That is the word on the street! Now to officiallysay that's true? I am not sure because they will never admit that he took over? He doesn't have a guiding liscense in ND? The guy from Texas was going to take over the operation because he is a guide in texas, and has been for years(not quit sure how many?), but the state of ND just passed some laws saying that you have to work for a G/O for 2 years before you can apply for your liscence. Thing about it is that Texas doesn't issue guiding liscences! So he couldn't take it over! Now I am not 100% sure but either the guy from Oklahoma took it over or his brother did! I believe they have both worked for him for about 5 years?


----------



## MSG Rude (Oct 6, 2003)

Remmi,

What is 'BUMP'? I have been around for a while and I have seen this on this web site but have yet to find out what in the heck it means.

:huh:

Rude


----------



## Bob Kellam (Apr 8, 2004)

Bump 
Keeps the topic at the top of the list of threads!

Bob


----------



## Ref (Jul 21, 2003)

Chris,

Is it possible to "edit" the title of the thread so the innocent man can get his name off of it?


----------



## curty (Sep 18, 2003)

I would also like to see the title changed (for personal reasons)


----------



## Robert A. Langager (Feb 22, 2002)

Fixed it for you guys.

RC


----------



## griffman (Jan 17, 2004)

Robert A. Langager said:


> Fixed it for you guys.
> 
> RC


Thanks! I sent a PM to Chris, but.... he must be having a good weekend afield...or on the water....or the ice 8)

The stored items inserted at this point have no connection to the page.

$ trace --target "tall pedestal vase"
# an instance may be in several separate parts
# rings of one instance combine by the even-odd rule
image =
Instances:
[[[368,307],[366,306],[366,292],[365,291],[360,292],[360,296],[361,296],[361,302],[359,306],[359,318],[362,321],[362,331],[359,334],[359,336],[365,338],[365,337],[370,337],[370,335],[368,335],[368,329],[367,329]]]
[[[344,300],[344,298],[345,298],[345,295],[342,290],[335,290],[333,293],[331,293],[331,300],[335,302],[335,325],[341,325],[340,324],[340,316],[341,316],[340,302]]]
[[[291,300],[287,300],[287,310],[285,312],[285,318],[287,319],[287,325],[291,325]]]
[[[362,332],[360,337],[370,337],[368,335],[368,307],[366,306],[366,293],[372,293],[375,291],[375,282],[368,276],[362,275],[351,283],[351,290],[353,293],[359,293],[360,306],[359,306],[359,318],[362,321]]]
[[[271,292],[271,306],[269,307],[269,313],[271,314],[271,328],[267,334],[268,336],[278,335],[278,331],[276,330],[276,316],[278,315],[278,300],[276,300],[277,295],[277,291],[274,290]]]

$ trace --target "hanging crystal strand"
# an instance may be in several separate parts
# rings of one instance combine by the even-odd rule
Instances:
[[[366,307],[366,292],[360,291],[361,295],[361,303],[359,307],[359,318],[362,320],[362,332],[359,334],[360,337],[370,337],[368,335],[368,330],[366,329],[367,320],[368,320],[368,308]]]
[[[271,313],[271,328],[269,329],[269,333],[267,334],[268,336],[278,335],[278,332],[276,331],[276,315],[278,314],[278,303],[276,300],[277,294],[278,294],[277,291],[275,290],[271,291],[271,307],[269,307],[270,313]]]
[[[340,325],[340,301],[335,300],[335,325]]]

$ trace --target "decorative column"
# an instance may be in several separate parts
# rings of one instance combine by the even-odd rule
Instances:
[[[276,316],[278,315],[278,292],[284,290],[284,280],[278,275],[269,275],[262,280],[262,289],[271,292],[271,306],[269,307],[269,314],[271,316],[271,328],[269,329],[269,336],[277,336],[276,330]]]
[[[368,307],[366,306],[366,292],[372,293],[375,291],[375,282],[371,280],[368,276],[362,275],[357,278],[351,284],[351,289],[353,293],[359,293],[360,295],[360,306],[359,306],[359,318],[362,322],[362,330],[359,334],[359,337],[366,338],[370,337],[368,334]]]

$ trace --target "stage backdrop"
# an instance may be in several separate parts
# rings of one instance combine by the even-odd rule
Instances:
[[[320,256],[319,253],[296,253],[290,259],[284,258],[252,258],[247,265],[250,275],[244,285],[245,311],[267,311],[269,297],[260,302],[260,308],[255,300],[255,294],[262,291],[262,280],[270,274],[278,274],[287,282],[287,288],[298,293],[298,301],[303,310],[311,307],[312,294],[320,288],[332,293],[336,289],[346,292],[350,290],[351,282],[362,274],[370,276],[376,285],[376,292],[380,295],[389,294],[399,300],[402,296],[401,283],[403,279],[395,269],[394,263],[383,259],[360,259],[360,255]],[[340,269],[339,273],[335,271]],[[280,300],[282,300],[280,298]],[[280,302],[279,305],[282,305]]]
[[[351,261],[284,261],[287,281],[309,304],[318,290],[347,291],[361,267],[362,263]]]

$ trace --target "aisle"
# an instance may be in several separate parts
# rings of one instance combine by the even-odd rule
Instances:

My humble apologies go out to Mr. Meidinger, I had no intention of tarnishing his name. Sorry to all for the confusion.


----------



## Robert A. Langager (Feb 22, 2002)

No problem.

You can edit your own posts, including the title, just by clicking the "edit" button on the post. It is right next to the "quote" button in the upper right hand corner. This button is on every post but you can only edit your own posts unless you are a moderator.

RC


----------



## Ron Gilmore (Jan 7, 2003)

Wade [Sheldon brother] was the one from what I have heard that took over.

I will be calling the court house again on Mon to find out if a deal has been accepted as of yet. Until the Judge drops the gavel nothing will be solid all else will be speculation.


----------



## Maverick (Mar 4, 2002)

So from what I have herd, Sheldon is only getting a year and a day for his actions that he took with a minor? I can't believe that if you have sex with a drunk minor(14) that you only get that little?
He his being charged with a felony but do you think that will stop him from having a gun on him? Somehow I guess not?
I will post more when I hear more!


----------